No magical surprise for Astra in ATR inhibition
It would indeed have been a surprise if AstraZeneca’s ATR inhibitor ceralasertib had worked in post-immunotherapy lung cancer, and on Monday the company failed to pull a rabbit out of the hat, confirming the failure of the phase 3 Latify study. This trial compared ceralasertib plus Imfinzi against docetaxel in 594 NSCLC patients who had progressed on anti-PD-(L)1 therapy and platinum-based chemo, and represented one of the few remaining late-stage attempts to shore up this troubled mechanism of action. Earlier setbacks for ATR inhibition include the stopping of Repare’s camonsertib after Roche scrapped a licensing deal, and the discontinuations of Bayer’s elimusertib and Merck KGaA’s berzosertib.
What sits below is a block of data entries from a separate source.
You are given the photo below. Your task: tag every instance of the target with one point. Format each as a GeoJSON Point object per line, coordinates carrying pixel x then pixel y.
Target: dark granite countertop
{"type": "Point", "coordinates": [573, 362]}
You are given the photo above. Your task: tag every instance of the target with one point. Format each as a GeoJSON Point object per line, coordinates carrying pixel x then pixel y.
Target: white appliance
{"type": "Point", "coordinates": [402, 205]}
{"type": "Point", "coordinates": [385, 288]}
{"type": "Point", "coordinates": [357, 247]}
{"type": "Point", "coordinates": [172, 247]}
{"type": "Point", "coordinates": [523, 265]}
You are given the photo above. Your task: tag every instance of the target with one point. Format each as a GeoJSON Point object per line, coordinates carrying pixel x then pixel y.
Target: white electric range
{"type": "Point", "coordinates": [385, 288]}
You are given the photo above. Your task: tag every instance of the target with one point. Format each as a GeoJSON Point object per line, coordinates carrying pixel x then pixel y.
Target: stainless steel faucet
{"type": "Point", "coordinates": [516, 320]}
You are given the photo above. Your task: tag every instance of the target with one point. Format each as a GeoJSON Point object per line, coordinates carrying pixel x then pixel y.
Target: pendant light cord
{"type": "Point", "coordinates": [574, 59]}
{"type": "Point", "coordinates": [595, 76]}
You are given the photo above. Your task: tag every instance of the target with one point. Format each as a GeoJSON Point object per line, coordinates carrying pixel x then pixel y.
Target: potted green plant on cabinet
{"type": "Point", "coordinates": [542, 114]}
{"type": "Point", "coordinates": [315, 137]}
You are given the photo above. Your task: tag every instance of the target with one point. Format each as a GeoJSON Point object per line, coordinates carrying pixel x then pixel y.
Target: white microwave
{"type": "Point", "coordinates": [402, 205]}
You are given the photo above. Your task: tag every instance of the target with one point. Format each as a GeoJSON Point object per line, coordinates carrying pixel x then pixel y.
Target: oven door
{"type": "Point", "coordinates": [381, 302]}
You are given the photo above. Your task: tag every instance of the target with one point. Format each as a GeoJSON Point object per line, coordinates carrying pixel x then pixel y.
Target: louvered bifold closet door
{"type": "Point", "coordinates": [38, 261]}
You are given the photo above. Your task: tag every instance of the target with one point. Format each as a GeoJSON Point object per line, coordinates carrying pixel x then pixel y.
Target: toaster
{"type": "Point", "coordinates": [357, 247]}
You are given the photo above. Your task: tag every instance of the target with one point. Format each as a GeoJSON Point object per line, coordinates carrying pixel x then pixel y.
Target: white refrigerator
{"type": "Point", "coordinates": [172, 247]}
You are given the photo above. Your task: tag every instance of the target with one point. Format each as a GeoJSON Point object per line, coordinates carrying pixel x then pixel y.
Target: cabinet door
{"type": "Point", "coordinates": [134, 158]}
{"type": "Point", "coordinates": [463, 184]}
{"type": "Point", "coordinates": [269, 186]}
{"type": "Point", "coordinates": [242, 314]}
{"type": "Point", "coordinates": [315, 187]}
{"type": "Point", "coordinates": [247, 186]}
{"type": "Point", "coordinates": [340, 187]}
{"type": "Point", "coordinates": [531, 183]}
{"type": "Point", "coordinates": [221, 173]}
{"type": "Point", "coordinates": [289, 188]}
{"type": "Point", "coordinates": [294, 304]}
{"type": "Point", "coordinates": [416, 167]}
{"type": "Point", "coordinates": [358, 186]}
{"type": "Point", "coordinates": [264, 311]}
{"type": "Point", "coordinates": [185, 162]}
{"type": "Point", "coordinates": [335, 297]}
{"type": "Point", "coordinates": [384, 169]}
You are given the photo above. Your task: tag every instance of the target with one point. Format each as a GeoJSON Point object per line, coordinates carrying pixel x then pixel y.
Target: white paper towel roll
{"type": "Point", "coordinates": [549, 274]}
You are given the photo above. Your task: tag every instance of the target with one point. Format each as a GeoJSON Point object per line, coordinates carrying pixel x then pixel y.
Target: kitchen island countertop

Ceralasertib itself had its phase 2 Monette study, testing an Imfinzi combo in post-IO melanoma, halted for futility two years ago. The Astra project remains in the phase 3 NCI-sponsored Clear study in adjuvant NSCLC, and this is the last remaining pivotal trial of any ATR inhibitor, according to OncologyPipeline. The most advanced asset still in development is probably Merck KGaA’s tuvusertib, in several phase 2 trials.
Pivotal trials of ceralasertib
| Trial | Setting | Design | Data? |
|---|---|---|---|
| Clear* | Adjuvant NSCLC | + Imfinzi, vs Imfinzi | Primary completion Jun 2028 |
| Latify | NSCLC after failure on anti-PD-(L)1 + chemo | + Imfinzi, vs docetaxel | Failed for OS |
Note: *NCI-sponsored study. Source: OncologyPipeline.